Training Game Masters for your Escape Room
Posted in Hiring Staff by Bill Parslow on Sat 29 April 2017
Obviously when you recruit a GM you’re looking for someone personable, adaptable, able to think in the moment and improvise and so on - essentially the qualities needed to run a large company with the acting and improvisational skills of the combined cast of Who’s Line Is It Anyway and the technical ability of a Formula One mechanic. But sometimes we have to settle for a little less than the optimum - or maybe that is the wrong way to put it. Because even the most highly skilled and qualified GM will need some training.
Too often GMs are thrown in at the deep end after a cursory induction where they might do the game, shadow a current GM and be given a large GM manual of things that a GM needs to do. Sometimes the manual doesn’t exist, but even when it does I can guarantee it will always be out of date. “Oh no we had to change that lock, the combination is now…” You get the picture.
What goes wrong with all GM training is that it is carried out by those who know the game backwards. What’s wrong with that you say? You have to have people who know the game backwards to teach it!

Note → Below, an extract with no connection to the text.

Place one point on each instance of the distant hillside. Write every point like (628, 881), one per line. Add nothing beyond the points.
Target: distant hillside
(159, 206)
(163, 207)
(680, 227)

The problem is that people who know the game backwards generally have lots of what I would call “compiled knowledge” - knowledge that is second nature to them, knowledge that is ingrained so deep in their brain that they don’t have access to it to pass it on - they just assume it.
Let me give you a trivial example. The wifi password for whatever bit of kit you might use. You hardly ever need it and it is written in biro in the back of the GM manual. But of course, the GM manual is out of date - we had to change the wifi six months ago, and… But more than that it’s the polished ease with which an experienced GM hosts the game. For a new GM everything is new and confusing.
This is where a slow thorough training in the easiest and most obvious bits of the GM role is needed. The GM trainer has to unpick every small last piece of what they do, go through it in slow motion, probably more than once - and it’s essential. Without it your new GM is bound to screw up a few games, and if that happens you might be unlucky and get one of those bad reviews.
The more I think about what are the best ways to manage Escape Rooms the more I come to the conclusion that we do have to pay close attention to the way we manage change, the way we write manuals, the way we recruit, the way we keep people fresh, the way we make customer care the centre of the GM role - so I’ll be tackling these issues one by one over the next few weeks.